Built-in Middleware Examples
ASP.NET Core includes many built-in middleware components that handle common concerns such as static files, authentication, routing, exception handling, and authorization.
app.UseHttpsRedirection();
app.UseStaticFiles();
app.UseRouting();
app.UseAuthentication();
app.UseAuthorization();
app.MapControllers();
Each call adds a middleware delegate to the pipeline. For example, UseRouting matches the request to a route,
while UseAuthorization checks policies after routing has identified an endpoint.
Middleware Order & Execution
The order of middleware matters because request logic runs from top to bottom and response logic runs from bottom to top. That means you should register authentication before authorization and exception handling as early as possible.
app.UseExceptionHandler("/error");
app.UseHttpsRedirection();
app.UseStaticFiles();
app.UseRouting();
app.UseAuthentication();
app.UseAuthorization();
app.MapControllers();
If middleware does not call await _next(context), it short-circuits the pipeline and the request stops there.
That is useful for caching, maintenance mode, or HTTP redirects.
Writing Custom Middleware
Custom middleware is a class that accepts a RequestDelegate and exposes an InvokeAsync method.
It can read or modify HttpContext and control whether the next component runs.
public class RequestLoggingMiddleware
{
private readonly RequestDelegate _next;
private readonly ILogger _logger;
public RequestLoggingMiddleware(RequestDelegate next, ILogger logger)
{
_next = next;
_logger = logger;
}
public async Task InvokeAsync(HttpContext context)
{
_logger.LogInformation("Incoming request: {Method} {Path}", context.Request.Method, context.Request.Path);
await _next(context);
_logger.LogInformation("Response status: {StatusCode}", context.Response.StatusCode);
}
}
This middleware logs request and response details. You can also write middleware that handles authentication, rate limiting, request validation, or response compression.
Using Middleware in Program.cs
Register middleware in the correct order in the application builder. Use extension methods to keep registration clean.

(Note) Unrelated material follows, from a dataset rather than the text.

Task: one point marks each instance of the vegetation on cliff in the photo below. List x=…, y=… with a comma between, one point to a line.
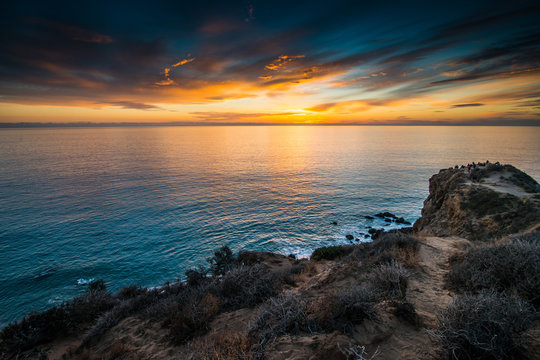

public static class RequestLoggingMiddlewareExtensions
{
public static IApplicationBuilder UseRequestLogging(this IApplicationBuilder builder)
{
return builder.UseMiddleware();
}
}
var builder = WebApplication.CreateBuilder(args);
var app = builder.Build();
app.UseExceptionHandler("/error");
app.UseHttpsRedirection();
app.UseStaticFiles();
app.UseRouting();
app.UseRequestLogging();
app.UseAuthentication();
app.UseAuthorization();
app.MapControllers();
app.Run();
Branching & Short-Circuiting
You can branch the pipeline with Map and stop execution early by not calling _next.
This allows you to handle certain paths separately or return a response directly.
app.Map("/health", builder =>
{
builder.Run(async context =>
{
await context.Response.WriteAsync("Healthy");
});
});
app.Use(async (context, next) =>
{
if (context.Request.Path.StartsWithSegments("/api") && !context.Request.Headers.ContainsKey("X-Api-Key"))
{
context.Response.StatusCode = StatusCodes.Status401Unauthorized;
await context.Response.WriteAsync("API key required.");
return;
}
await next();
});
Branching is useful for health checks, maintenance endpoints, or request filtering. When middleware returns without calling
next(), the pipeline ends and the response is sent immediately.
Summary
ASP.NET Core middleware forms a pipeline that processes requests and responses in order.
Middleware order matters: request logic runs top-down and response logic runs bottom-up.
Custom middleware is a simple class with a RequestDelegate dependency and an InvokeAsync method.
Use extension methods to register middleware cleanly and keep Program.cs readable.
Branching and short-circuiting let you handle special endpoints and stop processing when needed.